Professor Jerbi articulates a forward-looking vision: "Even though AI can now reach human-level creativity on certain tests, we need to move beyond this misleading sense of competition. Generative AI has above all become an extremely powerful tool in the service of human creativity: it will not replace creators, but profoundly transform how they imagine, explore, and create—for those who choose to use it." This statement shifts the narrative from one of human-versus-machine competition to one of human-AI collaboration, where AI functions as an enhancer and accelerator of human imagination.
This perspective has profound implications across various sectors:
- Creative Industries: For artists, writers, designers, musicians, and filmmakers, AI is poised to become an indispensable assistant. It can rapidly generate countless variations of an idea, explore diverse styles, perform tedious iterative tasks, or even overcome creative blocks by offering unexpected prompts. This could lead to increased productivity, faster prototyping, and the exploration of creative avenues previously too time-consuming or resource-intensive. However, it also raises complex questions regarding intellectual property, attribution, and the ethical use of AI-generated content. Industry standards and legal frameworks will need to evolve rapidly to address these new challenges.
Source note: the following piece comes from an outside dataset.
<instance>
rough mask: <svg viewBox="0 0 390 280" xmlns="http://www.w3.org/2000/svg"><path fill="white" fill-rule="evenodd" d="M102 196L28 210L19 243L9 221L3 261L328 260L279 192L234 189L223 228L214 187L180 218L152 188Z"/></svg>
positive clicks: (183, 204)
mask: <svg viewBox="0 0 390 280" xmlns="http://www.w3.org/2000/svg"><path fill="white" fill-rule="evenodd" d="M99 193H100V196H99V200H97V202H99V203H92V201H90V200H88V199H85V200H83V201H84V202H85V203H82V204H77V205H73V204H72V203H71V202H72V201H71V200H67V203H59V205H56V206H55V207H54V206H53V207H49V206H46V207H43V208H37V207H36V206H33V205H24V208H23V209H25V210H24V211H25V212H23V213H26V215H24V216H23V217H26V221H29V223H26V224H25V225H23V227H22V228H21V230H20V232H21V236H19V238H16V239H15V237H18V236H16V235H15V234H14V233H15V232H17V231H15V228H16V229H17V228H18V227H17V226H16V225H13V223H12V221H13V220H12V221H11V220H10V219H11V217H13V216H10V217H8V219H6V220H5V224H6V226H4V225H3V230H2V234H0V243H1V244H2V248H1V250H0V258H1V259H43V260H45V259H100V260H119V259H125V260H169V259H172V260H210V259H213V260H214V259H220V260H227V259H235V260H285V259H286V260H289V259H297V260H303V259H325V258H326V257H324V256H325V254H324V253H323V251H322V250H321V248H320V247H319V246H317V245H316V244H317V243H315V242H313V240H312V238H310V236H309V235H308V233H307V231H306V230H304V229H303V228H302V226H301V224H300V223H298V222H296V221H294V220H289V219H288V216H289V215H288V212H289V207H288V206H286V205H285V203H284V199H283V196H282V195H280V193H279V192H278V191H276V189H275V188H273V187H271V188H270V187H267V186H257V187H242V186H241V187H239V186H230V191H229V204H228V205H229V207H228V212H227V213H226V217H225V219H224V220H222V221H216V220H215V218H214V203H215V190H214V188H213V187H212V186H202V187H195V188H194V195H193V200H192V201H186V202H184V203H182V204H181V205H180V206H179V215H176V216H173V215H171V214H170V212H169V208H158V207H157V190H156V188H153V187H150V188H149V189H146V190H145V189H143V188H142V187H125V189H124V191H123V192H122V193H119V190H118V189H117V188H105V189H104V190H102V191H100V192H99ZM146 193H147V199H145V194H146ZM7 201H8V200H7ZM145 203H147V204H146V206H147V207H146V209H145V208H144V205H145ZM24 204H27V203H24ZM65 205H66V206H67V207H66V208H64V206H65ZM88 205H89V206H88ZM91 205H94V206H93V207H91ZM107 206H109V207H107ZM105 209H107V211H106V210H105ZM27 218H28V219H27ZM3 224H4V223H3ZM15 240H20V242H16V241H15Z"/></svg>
- Education: The study’s results necessitate a re-evaluation of how creativity is taught and fostered. Instead of rote memorization or basic idea generation, curricula may shift to emphasize higher-order creative thinking, critical evaluation of AI outputs, and the skill of "prompt engineering"—learning how to effectively communicate with and guide AI tools to achieve desired creative outcomes. The focus will likely pivot towards understanding intent, critical analysis, and the unique human capacity for empathy and subjective experience that AI still lacks.
- Future of Work: Rather than portending a future of job displacement for creative roles, the study suggests a transformation. New hybrid roles may emerge, such as "AI creative directors," "prompt engineers," or "AI content curators," where human expertise lies in guiding, refining, and imbuing AI-generated content with distinct human vision and emotional depth. The value of human intuition, cultural understanding, and the ability to connect with an audience on a deeply human level will likely increase.
- Philosophical and Societal Impact: The ability of machines to emulate creativity forces society to confront fundamental questions: What truly defines creativity? Is it merely the output, or does it encompass the underlying consciousness, intent, and lived experience of the creator? The study challenges traditional anthropocentric views of creativity, prompting a deeper philosophical inquiry into the nature of intelligence and the unique attributes of human existence.
"By directly confronting human and machine capabilities, studies like ours push us to rethink what we mean by creativity," concludes Professor Karim Jerbi. This research is not just about comparing scores; it is about initiating a deeper dialogue on the essence of creativity itself in an age where the lines between human and artificial capabilities are increasingly blurred. It heralds a future where AI, rather than diminishing human imagination, serves as a powerful catalyst, expanding the horizons of what is creatively possible and allowing human ingenuity to reach unprecedented heights. The collaborative landscape between human and AI is just beginning to unfold, promising a rich tapestry of innovation, challenge, and profound discovery.